大学・社会人野球
弟の西武・オケムには負けん 富士大のウメビンユオ・チネードが全国初アーチで16強【全日本大学野球選手権】
■全日本大学野球選手権 第2日(6月9日、東京ドームほか)
▽1回戦 富士大6-2松山大
来年のドラフトを目指してアピール
3年ぶり出場で松山大と対戦した富士大は、2点リードの四回に旭川市出身のウメビンユオ・チネード優外野手(3年、旭川志峯)のソロアーチなどで加点し、そのまま快勝した。一つ下の弟は2024年の育成ドラフトで西武入りしたオケム外野手(20、旭川志峯)。自身も来年のプロ入りへ、バット1本でアピールを続ける。
「いい仕事ができた」
岩手で長距離砲として成長したチネードが、四回に豪快な全国初アーチを東京ドームの左翼席へぶち込んだ。「角度は高くて良かったんですけど、捉えた当たりじゃなかったので、入るとは思わなかったです。結構、ギリギリかなと思ってた。自分の役割は長打を打ってチームの流れを持ってくるっていうのがあるので、そこはいい仕事ができたかな」。

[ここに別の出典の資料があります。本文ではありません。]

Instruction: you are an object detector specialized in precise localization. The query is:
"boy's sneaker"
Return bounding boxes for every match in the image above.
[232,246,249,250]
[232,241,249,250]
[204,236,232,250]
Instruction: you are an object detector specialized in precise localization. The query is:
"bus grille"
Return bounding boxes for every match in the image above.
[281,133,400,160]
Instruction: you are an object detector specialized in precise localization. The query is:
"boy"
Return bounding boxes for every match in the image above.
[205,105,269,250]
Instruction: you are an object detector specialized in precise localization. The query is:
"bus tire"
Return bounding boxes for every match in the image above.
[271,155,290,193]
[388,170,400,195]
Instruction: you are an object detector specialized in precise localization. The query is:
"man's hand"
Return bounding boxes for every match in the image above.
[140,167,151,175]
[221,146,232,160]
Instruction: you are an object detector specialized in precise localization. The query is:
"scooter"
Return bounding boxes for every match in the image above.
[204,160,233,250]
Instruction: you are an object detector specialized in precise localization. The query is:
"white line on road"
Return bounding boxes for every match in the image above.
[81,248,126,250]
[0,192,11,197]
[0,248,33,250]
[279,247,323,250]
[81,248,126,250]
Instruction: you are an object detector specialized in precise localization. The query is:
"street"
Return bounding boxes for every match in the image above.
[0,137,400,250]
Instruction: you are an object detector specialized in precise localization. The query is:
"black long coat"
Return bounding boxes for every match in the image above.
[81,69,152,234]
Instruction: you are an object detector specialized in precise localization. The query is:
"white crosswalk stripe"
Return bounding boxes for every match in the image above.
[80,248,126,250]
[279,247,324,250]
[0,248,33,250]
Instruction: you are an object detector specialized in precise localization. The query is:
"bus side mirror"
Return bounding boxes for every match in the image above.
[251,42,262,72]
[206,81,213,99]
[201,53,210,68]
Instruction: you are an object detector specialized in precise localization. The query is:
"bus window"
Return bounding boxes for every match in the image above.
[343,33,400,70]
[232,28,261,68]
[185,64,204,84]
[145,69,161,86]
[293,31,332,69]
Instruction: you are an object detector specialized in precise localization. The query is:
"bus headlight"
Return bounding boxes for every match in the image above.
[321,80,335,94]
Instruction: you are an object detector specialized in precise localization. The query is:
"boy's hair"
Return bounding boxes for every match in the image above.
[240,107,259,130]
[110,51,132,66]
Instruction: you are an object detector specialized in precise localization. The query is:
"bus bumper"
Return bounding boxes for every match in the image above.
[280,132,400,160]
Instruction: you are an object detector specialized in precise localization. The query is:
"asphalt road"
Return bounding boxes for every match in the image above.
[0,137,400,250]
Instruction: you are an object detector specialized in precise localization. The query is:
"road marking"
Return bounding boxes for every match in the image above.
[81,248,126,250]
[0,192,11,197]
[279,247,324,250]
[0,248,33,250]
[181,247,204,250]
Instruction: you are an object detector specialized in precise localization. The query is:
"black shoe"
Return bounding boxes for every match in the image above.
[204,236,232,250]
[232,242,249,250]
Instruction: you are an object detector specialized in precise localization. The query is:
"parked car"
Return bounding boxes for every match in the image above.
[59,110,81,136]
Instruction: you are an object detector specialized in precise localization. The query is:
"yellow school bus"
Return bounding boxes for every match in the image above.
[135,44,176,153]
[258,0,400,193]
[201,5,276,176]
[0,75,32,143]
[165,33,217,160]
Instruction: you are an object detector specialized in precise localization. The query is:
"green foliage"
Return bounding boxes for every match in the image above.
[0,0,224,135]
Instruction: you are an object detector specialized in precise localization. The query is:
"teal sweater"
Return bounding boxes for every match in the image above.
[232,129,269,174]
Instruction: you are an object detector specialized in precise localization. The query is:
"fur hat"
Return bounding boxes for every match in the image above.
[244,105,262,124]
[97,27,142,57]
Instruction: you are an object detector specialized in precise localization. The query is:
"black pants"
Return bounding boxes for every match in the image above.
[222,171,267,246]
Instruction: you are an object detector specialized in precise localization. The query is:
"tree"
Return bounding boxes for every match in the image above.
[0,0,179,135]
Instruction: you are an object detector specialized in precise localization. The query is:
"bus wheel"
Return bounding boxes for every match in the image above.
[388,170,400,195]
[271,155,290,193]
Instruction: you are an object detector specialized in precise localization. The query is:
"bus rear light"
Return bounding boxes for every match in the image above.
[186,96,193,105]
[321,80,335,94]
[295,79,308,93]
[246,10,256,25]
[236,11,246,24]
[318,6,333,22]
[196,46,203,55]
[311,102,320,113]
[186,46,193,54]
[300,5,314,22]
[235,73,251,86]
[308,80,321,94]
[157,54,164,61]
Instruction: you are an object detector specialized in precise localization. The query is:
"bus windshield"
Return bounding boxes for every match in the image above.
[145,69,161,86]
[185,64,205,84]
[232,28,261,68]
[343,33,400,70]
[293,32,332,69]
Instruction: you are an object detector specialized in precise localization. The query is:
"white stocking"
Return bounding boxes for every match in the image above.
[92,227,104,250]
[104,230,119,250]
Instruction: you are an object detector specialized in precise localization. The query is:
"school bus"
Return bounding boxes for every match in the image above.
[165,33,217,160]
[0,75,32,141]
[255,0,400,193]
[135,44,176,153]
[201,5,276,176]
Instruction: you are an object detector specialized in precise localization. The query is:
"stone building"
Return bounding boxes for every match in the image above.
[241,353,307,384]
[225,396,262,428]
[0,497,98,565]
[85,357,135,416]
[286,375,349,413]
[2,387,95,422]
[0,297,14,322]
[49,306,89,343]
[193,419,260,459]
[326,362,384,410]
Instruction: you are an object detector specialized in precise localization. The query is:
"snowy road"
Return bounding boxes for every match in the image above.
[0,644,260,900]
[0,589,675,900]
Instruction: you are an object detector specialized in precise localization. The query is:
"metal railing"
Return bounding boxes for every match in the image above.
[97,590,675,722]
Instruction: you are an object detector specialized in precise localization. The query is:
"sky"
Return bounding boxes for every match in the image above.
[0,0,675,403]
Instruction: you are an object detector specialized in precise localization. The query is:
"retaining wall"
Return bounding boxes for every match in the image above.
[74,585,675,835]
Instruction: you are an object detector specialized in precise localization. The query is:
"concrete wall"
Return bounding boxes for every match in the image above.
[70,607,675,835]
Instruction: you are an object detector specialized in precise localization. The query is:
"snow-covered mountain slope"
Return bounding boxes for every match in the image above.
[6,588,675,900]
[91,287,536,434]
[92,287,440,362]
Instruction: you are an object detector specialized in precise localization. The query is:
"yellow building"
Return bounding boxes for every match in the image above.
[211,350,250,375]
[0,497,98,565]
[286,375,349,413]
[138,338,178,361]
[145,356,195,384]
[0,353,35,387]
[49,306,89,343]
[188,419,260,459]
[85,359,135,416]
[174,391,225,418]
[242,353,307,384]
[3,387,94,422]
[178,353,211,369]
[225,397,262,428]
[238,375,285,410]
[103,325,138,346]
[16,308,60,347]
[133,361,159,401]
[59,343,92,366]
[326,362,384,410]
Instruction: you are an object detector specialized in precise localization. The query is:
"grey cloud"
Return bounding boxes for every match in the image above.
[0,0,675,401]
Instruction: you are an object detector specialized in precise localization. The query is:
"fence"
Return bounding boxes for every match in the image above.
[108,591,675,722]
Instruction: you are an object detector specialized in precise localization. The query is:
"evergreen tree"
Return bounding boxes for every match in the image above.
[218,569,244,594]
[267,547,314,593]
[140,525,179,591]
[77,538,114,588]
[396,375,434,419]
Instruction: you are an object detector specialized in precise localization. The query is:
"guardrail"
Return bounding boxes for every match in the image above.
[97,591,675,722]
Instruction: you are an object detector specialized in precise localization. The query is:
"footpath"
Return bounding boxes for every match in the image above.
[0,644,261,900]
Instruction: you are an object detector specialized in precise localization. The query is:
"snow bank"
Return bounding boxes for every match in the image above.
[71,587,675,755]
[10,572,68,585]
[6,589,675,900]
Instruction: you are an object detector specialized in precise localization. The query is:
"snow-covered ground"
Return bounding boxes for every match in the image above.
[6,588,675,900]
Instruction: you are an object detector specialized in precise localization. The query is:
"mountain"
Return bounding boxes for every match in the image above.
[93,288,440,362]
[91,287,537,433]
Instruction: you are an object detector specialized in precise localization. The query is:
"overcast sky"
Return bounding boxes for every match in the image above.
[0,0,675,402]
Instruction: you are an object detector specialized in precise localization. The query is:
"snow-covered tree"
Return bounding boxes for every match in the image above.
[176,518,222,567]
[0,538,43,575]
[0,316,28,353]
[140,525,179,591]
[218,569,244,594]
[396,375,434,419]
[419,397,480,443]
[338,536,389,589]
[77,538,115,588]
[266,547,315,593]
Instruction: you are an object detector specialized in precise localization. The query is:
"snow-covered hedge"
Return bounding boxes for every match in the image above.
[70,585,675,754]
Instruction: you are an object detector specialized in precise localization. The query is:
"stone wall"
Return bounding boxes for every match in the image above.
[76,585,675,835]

この回、一挙3得点と打線に勢いをもたらした。
指揮官も長打に期待して起用
一振りに魅力が詰まっている。二回の第1打席では変化球を空振り三振していたが「スイング自体は悪くないと思ってた。ボール球を振っていたので、ストライクをしっかり振ってボール球を見逃すっていうのがちゃんとできた」。富士大の安田慎太郎監督(41)は「東京ドームなので上がれば行くかなと思っていました。本当に言い方は悪いですが、振り回させて4打席に1回、長打が出ればというので起用しているので、その一発が出たのは彼にとっても自信になったかな」。3打数1安打1打点と〝ノルマ〟を達成したチネードも「三振してもそこまで気にしないで、1本出ればそれでいいのかな」。割り切ってフルスイングにこだわっている。